Modern Machine Learning (ML) models are solving real-life problems in various applications today: identifying objects in images or video, classifying medical anomalies, enabling accurate natural language processing and machine translation, among many others.
By using neural networks with a large number of hidden layers (deep learning), the models can gain an understanding of the data that can build upon itself much like humans do (e.g. early layers find lines and shapes in an image, while later layers classify collections of these as dog-like or human-like). Each layer in such a model typically has a large number of connections, and when asking the network to do a prediction, a lot of computations need to be done to feed the data through all of the neurons in all of the layers in the model to reach an output.

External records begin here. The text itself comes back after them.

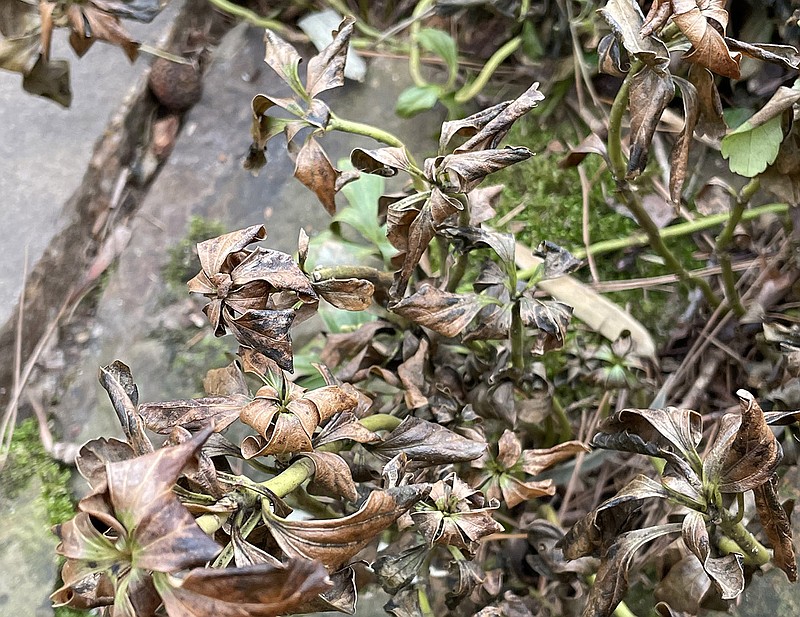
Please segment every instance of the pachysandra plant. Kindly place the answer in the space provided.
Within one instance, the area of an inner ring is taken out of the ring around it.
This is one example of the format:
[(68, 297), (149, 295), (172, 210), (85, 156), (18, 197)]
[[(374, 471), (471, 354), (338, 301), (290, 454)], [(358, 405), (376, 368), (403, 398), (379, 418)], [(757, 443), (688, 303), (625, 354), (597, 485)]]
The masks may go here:
[[(681, 14), (678, 4), (670, 6)], [(399, 139), (340, 118), (318, 98), (344, 83), (352, 31), (345, 20), (304, 82), (297, 52), (267, 34), (267, 64), (292, 96), (253, 99), (247, 165), (266, 164), (267, 141), (283, 133), (295, 176), (332, 214), (345, 181), (405, 174), (402, 194), (380, 198), (393, 271), (363, 263), (309, 271), (312, 239), (300, 233), (295, 258), (257, 246), (261, 225), (201, 242), (189, 291), (207, 300), (213, 333), (237, 339), (236, 359), (209, 371), (205, 396), (177, 401), (140, 404), (128, 367), (101, 371), (126, 439), (81, 450), (92, 491), (58, 530), (67, 561), (57, 604), (117, 617), (353, 613), (366, 562), (395, 615), (533, 614), (515, 593), (530, 581), (502, 574), (513, 532), (538, 529), (515, 513), (533, 515), (535, 500), (556, 493), (557, 482), (540, 474), (588, 448), (522, 426), (517, 410), (534, 394), (535, 360), (564, 344), (572, 312), (538, 283), (581, 264), (545, 242), (542, 266), (522, 276), (514, 236), (485, 225), (491, 191), (479, 185), (532, 155), (501, 142), (543, 96), (534, 84), (444, 123), (437, 155), (418, 165)], [(272, 115), (279, 110), (292, 117)], [(332, 130), (383, 146), (355, 148), (355, 172), (343, 174), (318, 141)], [(291, 329), (323, 303), (363, 319), (328, 332), (309, 357), (293, 348)], [(624, 356), (609, 354), (609, 364)], [(299, 357), (318, 374), (293, 374)], [(166, 436), (162, 447), (148, 430)], [(666, 464), (660, 482), (637, 478), (562, 541), (569, 559), (602, 559), (586, 615), (609, 614), (633, 551), (669, 533), (682, 534), (723, 597), (740, 594), (744, 568), (770, 558), (743, 524), (741, 501), (731, 511), (728, 496), (746, 491), (772, 558), (796, 577), (774, 485), (780, 446), (758, 405), (746, 398), (741, 416), (725, 416), (705, 456), (700, 441), (700, 416), (689, 410), (626, 409), (602, 425), (595, 446)], [(647, 497), (679, 505), (682, 522), (628, 528), (632, 506)], [(290, 516), (295, 509), (303, 516)], [(539, 527), (552, 549), (558, 529), (548, 525)], [(577, 570), (563, 559), (558, 567), (578, 584)]]
[[(680, 534), (700, 562), (720, 598), (745, 588), (745, 568), (772, 560), (797, 580), (789, 516), (776, 493), (776, 470), (783, 456), (758, 402), (738, 392), (741, 414), (723, 416), (715, 439), (698, 453), (702, 419), (690, 409), (623, 409), (594, 436), (598, 448), (635, 452), (664, 461), (660, 481), (639, 475), (587, 514), (561, 540), (567, 559), (599, 557), (584, 617), (610, 615), (624, 598), (633, 553), (653, 540)], [(776, 414), (774, 420), (790, 414)], [(743, 524), (744, 493), (752, 491), (772, 555)], [(729, 502), (735, 499), (738, 511)], [(680, 507), (681, 522), (632, 528), (633, 512), (645, 499)]]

Today, modern use cases for ML include on-device inference that should run on mobile platforms. This has several advantages, including latency and connectivity (no roundtrip to a server) and privacy (data does not leave the device). However, this imposes technical constraints on the way the model is executed, since mobile devices are typically more limited in their hardware, both in terms of computational power, as well as factors like thermal throttling, and users' expectations of a responsive experience in the app itself.
TensorFlow is Google's open-source platform for ML, with high-level APIs for building, training and executing ML models. TensorFlow Lite is an optimized variant for mobile, embedded, and IoT devices, with support for various platforms including Android and iOS.
In this thesis project, you will examine and evaluate TensorFlow Lite on mobile platforms. This is a fairly open-ended project, so you will be responsible for defining the exact problem statement.
An example might be an analysis and evaluation of the tradeoffs when using TensorFlow Lite models as compared to the full models, for example around accuracy, runtime performance, limitations and restrictions, file size, etc. You might also compare performance between mobile platforms (Android/iOS) or qualitative properties like "developer satisfaction".
For models, you could use open-source models (TensorFlow has a number of predefined and pre-trained models, as well as data sets) or your own models. Perhaps there are aspects around the design of the model or data that is relevant for a good result.